Physical characteristics
- • location: 22 km southeast from Varėna
- Mouth: Neman
- • coordinates: 53°33′53″N 24°02′36″E﻿ / ﻿53.56472°N 24.04333°E
- Length: 109 km (68 mi)
- Basin size: 2,010 km^{2} (780 sq mi)
- • average: 12.8 m^{3}/s (450 cu ft/s)

Basin features
- Progression: Neman→ Baltic Sea

Ramsar Wetland
- Official name: Cepkeliai mire
- Designated: 20 August 1993
- Reference no.: 625

Ramsar Wetland
- Official name: Kotra
- Designated: 21 October 2002
- Reference no.: 1216

= Kotra (river) =

The Kotra (Котра; Katra) is a 109 km river in Belarus and Lithuania. The river is an example of a rare phenomenon of river bifurcation.

At first, the Kotra and Ūla form one river, known as the Pelesa, which originates in Belarus and flows in a northwesterly direction. Just past the Belarus–Lithuania border, between the villages of Paramėlis and Kazliškės, some 22 km southeast of Varėna, it branches out into two independent rivers: the Kotra, a tributary of the Neman, and the Ūla, a tributary of the Merkys. The bifurcation happened in the second half of the 19th century when the Ūla, due to its channel erosion, crossed the water divide between its own and the Kotra's drainage basins. As a result, the Ūla enlarged its basin by some 410 km2 and the Kotra lost two of its tributaries. These processes also caused a decrease in groundwater levels and the almost total disappearance of several lakes in the area.

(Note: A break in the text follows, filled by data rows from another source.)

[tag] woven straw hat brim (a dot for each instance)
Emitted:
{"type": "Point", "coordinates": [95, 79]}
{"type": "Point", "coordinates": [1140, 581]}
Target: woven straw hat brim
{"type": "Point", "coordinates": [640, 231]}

The Kotra flows along the Belarus–Lithuania border for 24 km and the remaining 85 km through Belarus. It then flows along the southern border of Čepkeliai Marsh, the area protected as a nature reserve With the changes in drainage basins and groundwater levels, some 20 km2 of open marshes overgrew with trees. The Kotra and its surrounding marshes form wetlands of international importance: Kotra Ramsar site and Cepkeliai Ramsar site Varėna district municipality established a 1.085 km2 reservoir to protect the natural Kotra environment.

== Etymology ==
The name Katra/Kotra is very unclear. Aleksandras Vanagas reconstructed a very dubious Proto-Indo-European root *kataro- ('a trench, rivulet, stream', as for Italian river Catarona or Liburnian river Καταρβάτης) from which originated the name of the river. Simas Karaliūnas suggested a Slavic borrowing in Lithuanian katãryti/katãlyti (from колотить, колотать) 'to beat, to whip' as a possible source of the name. Edward Bogusławski presented Kotra as a Finno-Ugric name (without further elaborating it; Rimvydas Kunskas suggested *kaatarha 'to flood (kaataa) a backgarden (tarha)'). Šarūnas Šimkus suggests the name may come from a pronoun katrà,
katarà, котора(я), котра 'which [of both]' (fem.) as a reference to a very tangled upper course of this river.